Penantian Rahma untuk memiliki momongan satu tahun lebih belum menghasilkan. Kondisinya semakin murung. Wajahnya penuh dengan tekanan. Ia lebih memilih di dalam kamar daripada berinteraksi dengan warga sekitarnya. Vano sudah memberikan banyak nasihat pada istri tercintanya ternyata masih sama saja.
“Sayang, kalau kamu begini terus, maka impian kita memiliki momongan akan sirna. Kamu setiap hari merasa tertekan terus menerus, sedangkan Dokter menyarankan kita untuk lebih tenang dan stabil jiwanya,” ujar Vano yang duduk di samping istrinya yang sedang berbaring di kamar.

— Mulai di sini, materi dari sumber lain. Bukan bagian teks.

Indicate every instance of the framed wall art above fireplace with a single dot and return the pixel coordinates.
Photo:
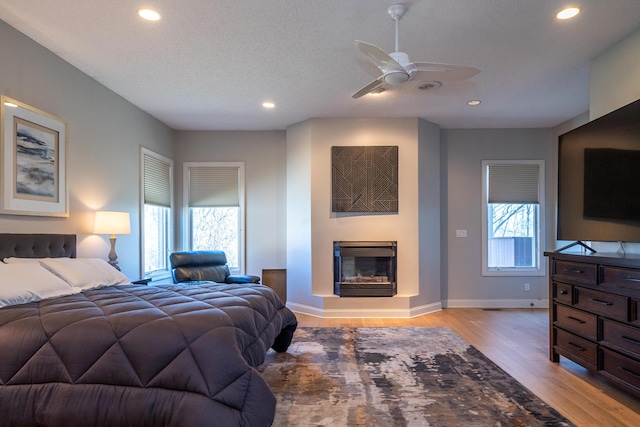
(34, 161)
(364, 179)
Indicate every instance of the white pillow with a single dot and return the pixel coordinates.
(15, 260)
(84, 273)
(21, 283)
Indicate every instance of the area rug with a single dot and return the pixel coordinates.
(396, 377)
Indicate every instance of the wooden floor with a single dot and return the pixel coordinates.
(517, 340)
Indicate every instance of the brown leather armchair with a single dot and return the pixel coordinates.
(194, 266)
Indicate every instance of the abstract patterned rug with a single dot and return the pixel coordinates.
(393, 377)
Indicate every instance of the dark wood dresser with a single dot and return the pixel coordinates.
(594, 318)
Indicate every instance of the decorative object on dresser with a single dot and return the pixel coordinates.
(595, 316)
(108, 222)
(34, 153)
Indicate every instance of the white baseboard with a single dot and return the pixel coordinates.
(500, 303)
(364, 313)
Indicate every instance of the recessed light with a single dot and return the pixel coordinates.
(568, 13)
(149, 14)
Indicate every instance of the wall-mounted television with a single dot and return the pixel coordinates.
(599, 179)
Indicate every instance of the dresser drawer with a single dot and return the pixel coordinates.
(603, 303)
(573, 346)
(576, 321)
(623, 277)
(562, 293)
(623, 336)
(587, 273)
(621, 367)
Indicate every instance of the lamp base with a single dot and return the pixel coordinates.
(113, 255)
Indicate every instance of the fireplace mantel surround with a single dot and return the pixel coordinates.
(365, 268)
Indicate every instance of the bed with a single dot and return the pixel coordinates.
(132, 354)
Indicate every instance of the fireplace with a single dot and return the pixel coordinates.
(364, 269)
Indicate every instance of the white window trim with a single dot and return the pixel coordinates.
(187, 238)
(540, 270)
(160, 274)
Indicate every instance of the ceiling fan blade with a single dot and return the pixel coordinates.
(442, 72)
(368, 88)
(379, 57)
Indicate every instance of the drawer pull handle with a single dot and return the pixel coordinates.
(576, 319)
(631, 340)
(633, 374)
(576, 346)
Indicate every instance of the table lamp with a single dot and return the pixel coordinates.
(108, 222)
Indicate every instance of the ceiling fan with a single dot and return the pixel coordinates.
(397, 69)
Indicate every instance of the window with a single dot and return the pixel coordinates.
(214, 194)
(512, 217)
(156, 221)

“Gimana mau santai, setiap hari pasti ada aja yang tanya kok belum hamil, mandul ya? Siapa nggak sakit hati digitukan sama orang yang tidak dikenal,” dumel Rahma yang kondisi emosinya mulai tidak stabil.

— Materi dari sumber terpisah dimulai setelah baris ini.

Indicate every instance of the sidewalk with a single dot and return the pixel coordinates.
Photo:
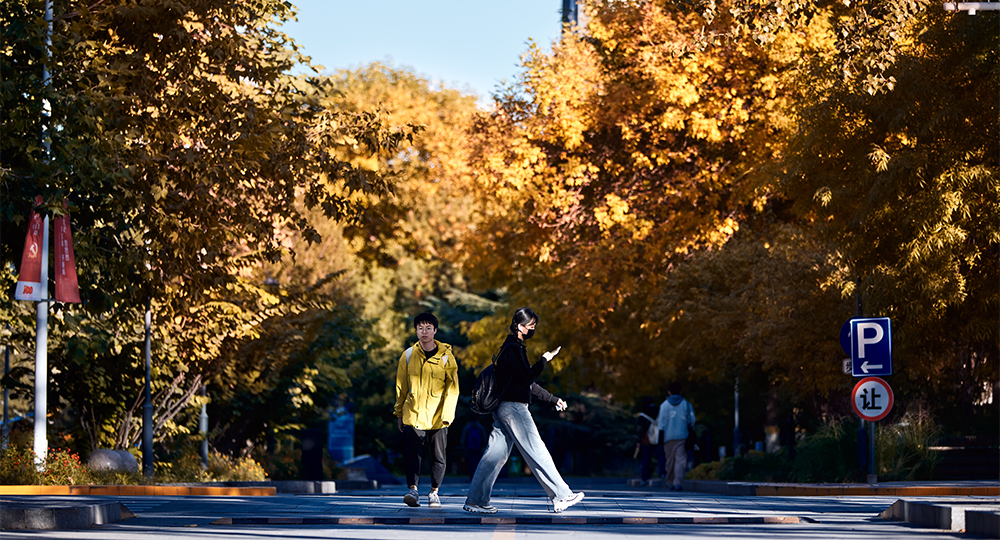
(520, 501)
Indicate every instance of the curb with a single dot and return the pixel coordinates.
(974, 517)
(833, 490)
(73, 517)
(139, 491)
(718, 520)
(982, 523)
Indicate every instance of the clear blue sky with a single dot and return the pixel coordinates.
(469, 45)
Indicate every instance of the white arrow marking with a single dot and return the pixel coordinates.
(865, 366)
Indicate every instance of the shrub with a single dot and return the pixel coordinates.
(62, 467)
(234, 469)
(829, 455)
(756, 467)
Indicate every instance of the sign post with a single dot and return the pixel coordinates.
(872, 400)
(869, 342)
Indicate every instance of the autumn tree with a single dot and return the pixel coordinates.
(627, 147)
(904, 181)
(182, 144)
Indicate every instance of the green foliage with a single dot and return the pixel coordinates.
(755, 467)
(902, 449)
(182, 145)
(61, 467)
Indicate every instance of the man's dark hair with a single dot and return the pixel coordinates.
(425, 318)
(522, 316)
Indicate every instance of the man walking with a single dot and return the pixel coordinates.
(426, 397)
(675, 419)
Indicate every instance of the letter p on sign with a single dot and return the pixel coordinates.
(868, 338)
(871, 347)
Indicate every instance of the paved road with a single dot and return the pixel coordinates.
(608, 512)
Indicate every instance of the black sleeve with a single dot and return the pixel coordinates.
(641, 426)
(540, 394)
(524, 375)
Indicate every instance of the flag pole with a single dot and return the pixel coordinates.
(41, 445)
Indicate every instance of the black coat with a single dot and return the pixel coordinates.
(517, 375)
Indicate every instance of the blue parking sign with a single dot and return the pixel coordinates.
(871, 347)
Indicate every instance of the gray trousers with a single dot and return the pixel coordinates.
(513, 425)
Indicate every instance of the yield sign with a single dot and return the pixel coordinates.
(872, 398)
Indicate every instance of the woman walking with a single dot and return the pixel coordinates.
(513, 424)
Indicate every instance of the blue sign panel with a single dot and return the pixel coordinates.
(871, 347)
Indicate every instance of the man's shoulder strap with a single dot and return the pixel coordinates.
(409, 351)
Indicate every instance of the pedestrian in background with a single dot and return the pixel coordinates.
(513, 424)
(648, 445)
(426, 397)
(676, 417)
(473, 441)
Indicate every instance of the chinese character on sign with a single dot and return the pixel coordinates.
(868, 404)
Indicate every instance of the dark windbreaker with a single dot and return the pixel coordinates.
(518, 376)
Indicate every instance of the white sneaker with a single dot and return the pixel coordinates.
(412, 498)
(562, 504)
(476, 509)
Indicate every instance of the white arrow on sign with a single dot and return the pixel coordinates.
(865, 365)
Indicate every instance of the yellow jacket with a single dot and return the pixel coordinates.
(427, 388)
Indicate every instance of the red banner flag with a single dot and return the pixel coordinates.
(29, 280)
(67, 288)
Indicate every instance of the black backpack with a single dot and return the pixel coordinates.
(485, 398)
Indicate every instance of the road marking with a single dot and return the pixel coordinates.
(504, 532)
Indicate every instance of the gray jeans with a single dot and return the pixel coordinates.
(513, 425)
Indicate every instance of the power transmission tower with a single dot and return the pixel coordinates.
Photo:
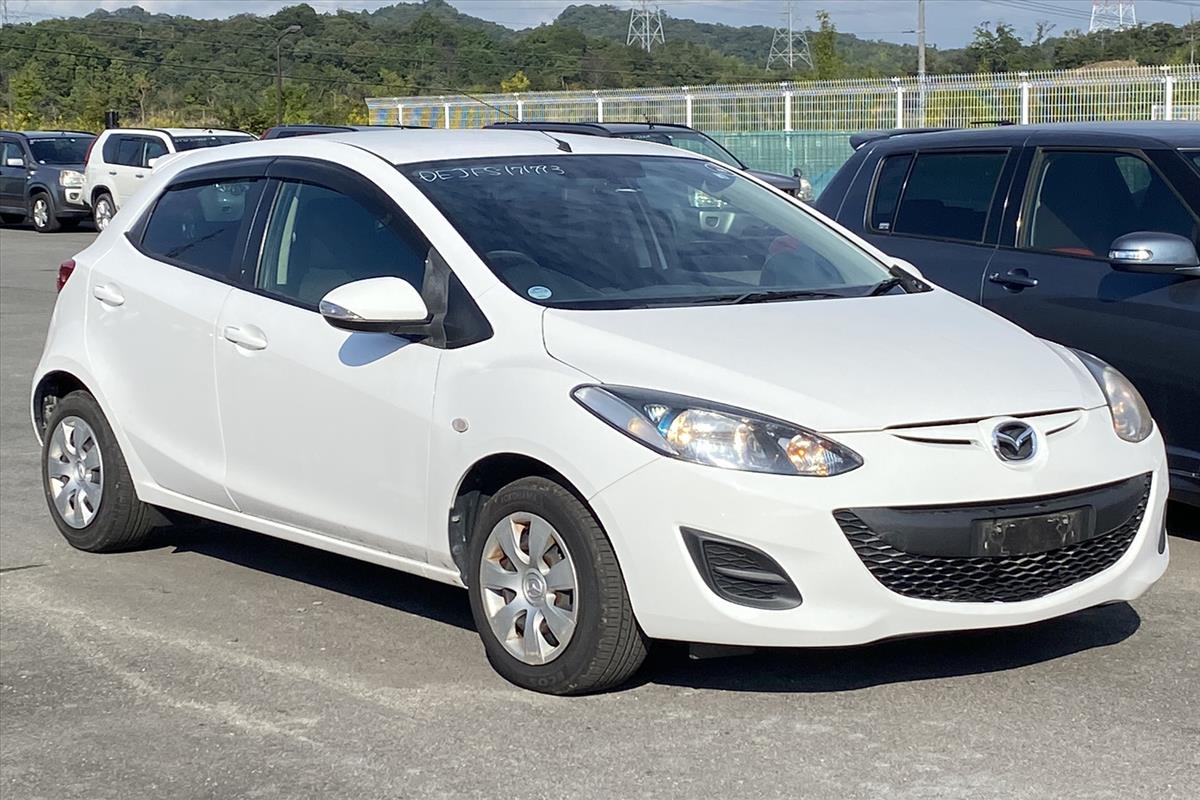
(1113, 14)
(789, 46)
(645, 26)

“Dari dulu, aku dah bilang kan, jangan pernah dengarkan omongan orang karena belum tentu orang yang nasehatin itu orang yang suka sama kamu,” balas Vano menekankan omongannya.

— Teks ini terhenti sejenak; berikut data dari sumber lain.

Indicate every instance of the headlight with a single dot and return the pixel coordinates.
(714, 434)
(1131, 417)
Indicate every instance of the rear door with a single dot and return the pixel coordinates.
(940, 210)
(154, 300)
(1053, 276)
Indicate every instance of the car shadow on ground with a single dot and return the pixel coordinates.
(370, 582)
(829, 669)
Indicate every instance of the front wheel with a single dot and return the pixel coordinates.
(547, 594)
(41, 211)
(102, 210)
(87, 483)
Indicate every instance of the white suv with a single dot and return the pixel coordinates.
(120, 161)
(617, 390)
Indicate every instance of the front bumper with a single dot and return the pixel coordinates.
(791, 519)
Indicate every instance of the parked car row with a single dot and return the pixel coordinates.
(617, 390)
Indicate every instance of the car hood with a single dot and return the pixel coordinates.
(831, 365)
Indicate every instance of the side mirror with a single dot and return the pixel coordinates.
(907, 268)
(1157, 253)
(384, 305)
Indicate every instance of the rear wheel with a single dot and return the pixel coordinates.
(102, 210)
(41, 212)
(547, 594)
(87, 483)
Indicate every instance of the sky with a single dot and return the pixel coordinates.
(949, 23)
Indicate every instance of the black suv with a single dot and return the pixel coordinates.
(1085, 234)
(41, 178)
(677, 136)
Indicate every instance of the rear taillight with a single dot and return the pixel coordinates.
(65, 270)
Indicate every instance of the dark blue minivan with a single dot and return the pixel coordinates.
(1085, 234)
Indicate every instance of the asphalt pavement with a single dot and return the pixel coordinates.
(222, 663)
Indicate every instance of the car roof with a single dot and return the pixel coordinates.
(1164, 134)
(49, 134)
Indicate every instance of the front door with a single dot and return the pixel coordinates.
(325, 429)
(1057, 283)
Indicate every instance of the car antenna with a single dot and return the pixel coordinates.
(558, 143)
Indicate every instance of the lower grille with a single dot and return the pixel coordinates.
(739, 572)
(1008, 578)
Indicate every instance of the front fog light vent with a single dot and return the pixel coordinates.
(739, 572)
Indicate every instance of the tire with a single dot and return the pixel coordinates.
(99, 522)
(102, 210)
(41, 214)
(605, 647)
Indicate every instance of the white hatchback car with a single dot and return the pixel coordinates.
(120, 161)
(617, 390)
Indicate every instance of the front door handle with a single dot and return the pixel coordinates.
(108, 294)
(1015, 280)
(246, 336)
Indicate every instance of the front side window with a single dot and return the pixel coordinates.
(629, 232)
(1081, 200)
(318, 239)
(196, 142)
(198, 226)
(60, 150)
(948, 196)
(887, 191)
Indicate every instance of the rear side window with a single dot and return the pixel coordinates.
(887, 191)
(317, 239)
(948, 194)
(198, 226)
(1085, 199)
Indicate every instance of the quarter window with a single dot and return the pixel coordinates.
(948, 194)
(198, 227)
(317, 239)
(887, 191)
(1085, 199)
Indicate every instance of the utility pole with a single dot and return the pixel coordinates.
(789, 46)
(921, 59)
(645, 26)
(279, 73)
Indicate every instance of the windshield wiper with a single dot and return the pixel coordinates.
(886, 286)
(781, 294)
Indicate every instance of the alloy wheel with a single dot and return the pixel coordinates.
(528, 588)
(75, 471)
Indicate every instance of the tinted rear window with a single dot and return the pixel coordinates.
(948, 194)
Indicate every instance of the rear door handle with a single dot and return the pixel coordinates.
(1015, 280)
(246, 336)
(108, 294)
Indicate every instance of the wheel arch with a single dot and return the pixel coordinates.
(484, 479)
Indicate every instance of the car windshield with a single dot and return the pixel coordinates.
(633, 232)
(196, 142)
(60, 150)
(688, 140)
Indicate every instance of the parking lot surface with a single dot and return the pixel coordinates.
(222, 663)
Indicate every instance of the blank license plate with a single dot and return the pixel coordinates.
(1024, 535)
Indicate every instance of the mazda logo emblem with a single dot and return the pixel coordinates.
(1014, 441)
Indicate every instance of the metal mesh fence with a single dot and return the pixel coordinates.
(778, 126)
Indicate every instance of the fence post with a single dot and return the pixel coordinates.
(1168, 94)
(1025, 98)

Vano langsung mengajak Rahma ke rumahnya. Di sana ada Arif yang bisa menghibur Rahma. Sejak dari dulu Rahma suka sama anak kecil, sehingga obsesinya untuk memiliki anak terlalu ambisius. Dengan kondisi sekarang, belum memungkinkan Rahma akan mengandung.
“Ayo ke rumah Mbak Meli aja! Bangun dan dandan dulu,” anak Vano.
“Ketemu sama Arif ya? Yo .. ayo…” ujarnya semringah
Rahma begitu bahagia dan antusias bakal ketemu dengan ponakannya yang berusia enam tahun. Nama Arif selalu keluar di bibirnya.
“Rahma itu kenapa Van?” tanya Ajeng merasa terkejut dengan perubahan Rahma.
“Biasa Bu, lagi senang mau ketemu sama Arif ponakannya.” balas Vano yang ada di ruang tamu sembari menunggu Rahma.
“Kenapa kalian tidak punya momongan sendiri saja?” balik tanya.
“Bu, kita sudah berusaha sampai kita ke dokter kandungan agar memiliki anak. Tapi apa yang terjadi di rumah ini, setiap hari Rahma ditanya sudah mengandung belum, bla … bla... Bu, tahu enggak Bu, Dokter menyarankan agar Rahma rileks, tenang dan jangan dibebani dengan program hamil. Tapi apa yang terjadi di sini, kalau tidak Ibunya, Adiknya, pamannya, ini yang membuat Rahma semakin tertekan,” balas Vano sedikit terpancing emosi.
Emosi ini sudah dipendam berbulan-bulan sama Vano. Bukannya Vano tidak menasehati mertuanya, bahkan hampir setiap hari tapi ya tetap aja keluarga Rahma bebal diberitahu. Sekarang Vano mengeluarkan uneg-unegnya agar mertuanya berpikir kembali. Ia merasa lega bisa mengutarakan dengan sedikit emosi bukan dengan kata-kata lemah lembut yang biasanya ia katakan ke mertuanya.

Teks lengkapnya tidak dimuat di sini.